Do you know what kind of requirements your application has currently? Can it easily be run on openshift? Which approach would you prefer? Is there an interest in hosting a "live" instance in the Fedora Infrastructure, beside having an API instead of static files? (Are the static files JSON files or HTML btw?)
Pierre
Dne 11. 07. 22 v 4:53 Jason Shepherd napsal(a):
Red Hat Product Security are building an application called Component Registry to meet the requirements set out in the recent Executive Order 14028 [1], "Improving the Nation's Cybersecurity". The executive order requires that software producers and suppliers should take steps to report and validate a listing of all components included in or used by their software products, aka a Software Bill of Materials. We'd like to build our application in the open by providing the source code to the opensource community.
What it means technically? SWID tags? Something else?
Miroslav
Hi -
[...] Let me know your thoughts.
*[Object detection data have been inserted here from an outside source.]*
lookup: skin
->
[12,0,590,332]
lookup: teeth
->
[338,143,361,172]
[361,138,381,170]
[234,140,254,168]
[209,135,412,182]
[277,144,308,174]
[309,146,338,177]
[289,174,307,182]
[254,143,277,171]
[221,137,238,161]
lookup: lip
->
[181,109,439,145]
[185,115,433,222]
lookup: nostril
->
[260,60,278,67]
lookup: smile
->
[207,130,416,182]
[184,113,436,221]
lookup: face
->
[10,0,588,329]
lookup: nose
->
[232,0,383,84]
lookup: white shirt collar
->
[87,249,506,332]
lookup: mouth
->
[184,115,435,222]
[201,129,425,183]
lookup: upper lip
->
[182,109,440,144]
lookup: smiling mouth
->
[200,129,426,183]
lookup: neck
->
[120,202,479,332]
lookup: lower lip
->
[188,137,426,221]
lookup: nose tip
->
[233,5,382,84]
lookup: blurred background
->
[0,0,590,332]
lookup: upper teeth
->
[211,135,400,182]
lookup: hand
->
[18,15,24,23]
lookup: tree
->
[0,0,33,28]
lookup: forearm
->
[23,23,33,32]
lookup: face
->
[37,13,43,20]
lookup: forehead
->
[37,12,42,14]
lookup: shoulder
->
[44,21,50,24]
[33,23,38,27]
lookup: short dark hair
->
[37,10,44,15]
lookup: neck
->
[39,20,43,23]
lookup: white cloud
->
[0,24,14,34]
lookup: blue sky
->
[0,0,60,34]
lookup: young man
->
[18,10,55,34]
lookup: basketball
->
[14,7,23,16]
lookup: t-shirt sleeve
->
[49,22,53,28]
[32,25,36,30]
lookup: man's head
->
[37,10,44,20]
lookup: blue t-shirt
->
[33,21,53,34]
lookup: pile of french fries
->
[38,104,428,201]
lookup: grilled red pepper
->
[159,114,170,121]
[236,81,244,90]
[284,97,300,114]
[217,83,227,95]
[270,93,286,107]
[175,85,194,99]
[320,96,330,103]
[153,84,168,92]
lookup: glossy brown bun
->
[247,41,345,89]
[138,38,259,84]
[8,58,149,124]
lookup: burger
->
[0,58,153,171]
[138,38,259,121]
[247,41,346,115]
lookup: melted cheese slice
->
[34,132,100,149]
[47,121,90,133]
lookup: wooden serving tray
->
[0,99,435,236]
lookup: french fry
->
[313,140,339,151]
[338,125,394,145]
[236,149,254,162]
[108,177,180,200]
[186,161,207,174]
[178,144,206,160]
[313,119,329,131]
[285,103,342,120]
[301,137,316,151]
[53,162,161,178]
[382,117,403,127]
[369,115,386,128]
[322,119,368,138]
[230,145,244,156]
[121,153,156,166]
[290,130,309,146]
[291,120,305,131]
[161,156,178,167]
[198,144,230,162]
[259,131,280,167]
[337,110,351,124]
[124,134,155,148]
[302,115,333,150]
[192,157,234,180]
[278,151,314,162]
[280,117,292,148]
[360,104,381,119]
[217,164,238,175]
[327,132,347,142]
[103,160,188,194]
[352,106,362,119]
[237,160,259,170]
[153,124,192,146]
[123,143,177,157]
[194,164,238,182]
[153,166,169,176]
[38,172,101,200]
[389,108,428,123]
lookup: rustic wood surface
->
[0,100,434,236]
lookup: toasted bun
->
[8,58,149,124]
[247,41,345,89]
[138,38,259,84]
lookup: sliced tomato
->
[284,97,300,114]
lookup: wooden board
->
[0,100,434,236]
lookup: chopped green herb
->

I didn't provide a link to the code repository as it's currently private to Red Hat associates. But we expect to opensource the project in the coming weeks. At that time we'll be able to provide the source code. [...]
I suspect your message is hard to answer substantively without any information about the scale and composition of this infrastructure, its needed inputs, resources, usefulness (in terms of client tooling), and so on.
- FChE
On Mon, Jul 11, 2022 at 09:22:48AM -0400, Frank Ch. Eigler wrote:
Hi -
[...] Let me know your thoughts. I didn't provide a link to the code repository as it's currently private to Red Hat associates. But we expect to opensource the project in the coming weeks. At that time we'll be able to provide the source code. [...]
I suspect your message is hard to answer substantively without any information about the scale and composition of this infrastructure, its needed inputs, resources, usefulness (in terms of client tooling), and so on.
Yeah. Once the open sourcing happens, perhaps we could get a overview of how it works, what it needs, etc.
kevin
It's perfect if we can run it on your OpenShift, and only maintain the application itself without having to also maintain OpenShift. We run it on PSI OpenShift Red Hat infrastructure inside the Red Hat firewall for now. We're planning on migrating to Managed Platform Plus before GA in Sept.
You can found the source code here:
https://github.com/RedHatProductSecurity/component-registry/
Our current setup in PSI has:
- 9Gb - persistent storage - 20 Mb - memory requested - with the ability to run 10-20 pods.
We don't have any client tooling yet. Our application hosts an API endpoint, which you can get a preview of by visiting this if you're a Red Hat employee:
https://corgi.prodsec.redhat.com/api/v1/
We're planning to produce SPDX documents for now, here's a sample for RHEL-8 if you're a Red Hat employee:
https://corgi.prodsec.redhat.com/api/v1/product_streams/3264efff-4d6a-4fee-8...
Regards, Jason
On Tue, Jul 12, 2022 at 4:41 AM Kevin Fenzi kevin@scrye.com wrote:
On Mon, Jul 11, 2022 at 09:22:48AM -0400, Frank Ch. Eigler wrote:
Hi -
[...] Let me know your thoughts. I didn't provide a link to the code repository as it's currently private to Red Hat associates. But we expect to opensource the project in the coming weeks. At that time we'll be able to provide the source code. [...]
I suspect your message is hard to answer substantively without any information about the scale and composition of this infrastructure, its needed inputs, resources, usefulness (in terms of client tooling), and so on.
Yeah. Once the open sourcing happens, perhaps we could get a overview of how it works, what it needs, etc.